Cenderung Agnostik dan Asosial
Lebih lanjut Mu’ti menjelaskan terdapat beberapa indikator untuk mengukur rendahnya spiritualitas generasi Z. Paling tidak ada tiga ukuran yang dipakai oleh banyak penelitian. Pertama, pandangan mereka tentang makna agama bagi kehidupan. Mereka menganggap agama itu bukanlah sesuatu yang begitu diperlukan dalam kehidupan. Mereka tidak terlalu perlu dengan agama, karena memang mereka tidak mengalami banyak masalah dalam kehidupannya.

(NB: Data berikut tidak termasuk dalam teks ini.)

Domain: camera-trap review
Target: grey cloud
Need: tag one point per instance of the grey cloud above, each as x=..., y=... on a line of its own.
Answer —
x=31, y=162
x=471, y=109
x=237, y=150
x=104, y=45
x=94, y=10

Bahkan yang menarik ketika kita berbicara tentang agama kepada generasi Z, sesuai dengan karakteristik mereka yang cenderung bebas dan ingin mendapatkan sesuatu secara mudah, kelompok-kelompok ini cenderung memaknai spiritualitas lebih sebagai ketenangan batin. Namun, tidak selalu berarti harus terikat dengan agama tertentu. Dalam kajian-kajian agama, hal semacam itu sering disebut sebagai kelompok New Age yang dikenal dengan slogannya, “Percaya kepada agama, menghormati agama, tetapi tidak mau terikat kepada agama tertentu atau agnostik”.
“Generasi ini tidak merasa agama itu perlu, agama itu penting. Bahkan yang menarik ketika kita berbicara tentang agama pada generasi milenial ini, sesuai dengan karakteristik mereka yang easy going yang cenderung bebas, dan mendapatkan sesuatu secara mudah, kelompok ini cenderung memaknai spiritualitas sebagai ketenangan batin. Namun tidak berarti dia harus terikat dengan agama-agama tertentu,” ungkapnya.
Kedua, generasi Z juga cenderung untuk longgar dalam relasi-relasi. Relasi antarkawan, bahkan juga relasi antaragama. Mereka sangat longgar karena lebih terbuka dan lebih menerima nilai-nilai universal daripada nilai-nilai yang memisahkan mereka.
“Jadi, persoalan menyangkut penerimaan terhadap hak asasi manusia, penerimaan terhadap perbedaan-perbedaan itu lebih tinggi di kelompok ini. Sebab mereka lebih cair, bergaulnya melintas batas. Oleh karena itu, tidak heran jika dalam hal tertentu mereka lebih terbuka terhadap apa yang mereka sebut sebagai universal values atau universal trend,” jelas Guru Besar Pendidikan Agama Islam UIN Syarif Hidayatullah Jakarta ini.
Kecenderungan sikap itu dapat dilihat dalam kasus lesbian, gay, biseksual, dan transgender atau biasa disebut LGBT. Kelompok generasi muda ini lebih mudah menerima perbedaan orientasi seksual tersebut daripada kelompok “kolonial” atau tua. Sikap pelonggaran yang diikuti oleh kebanyakan generasi Z berdampak pada demografi suatu negara.
Sebab mereka cenderung memilih untuk tidak menikah atau ingin menikah tetapi tidak memiliki anak, sehingga membuat pertumbuhan penduduk di suatu negara negatif. Realitas tersebut dapat ditemukan di negara-negara maju. Misalnya Singapura, Jepang, Korea Selatan, yang khawatir dengan masa depan negaranya karena anak-anak mudanya tidak mau berkeluarga apalagi mau punya anak.
Ketiga, generasi Z cenderung serba digital. “Seorang ibu membayangkan bahwa belajar itu menggunakan buku, tetapi anaknya belajar sudah menggunakan ponsel. Kelompok mereka ini memang sudah serba digital dan bisa mengakses informasi yang ada di genggaman tangannya,” jelas Mu’ti.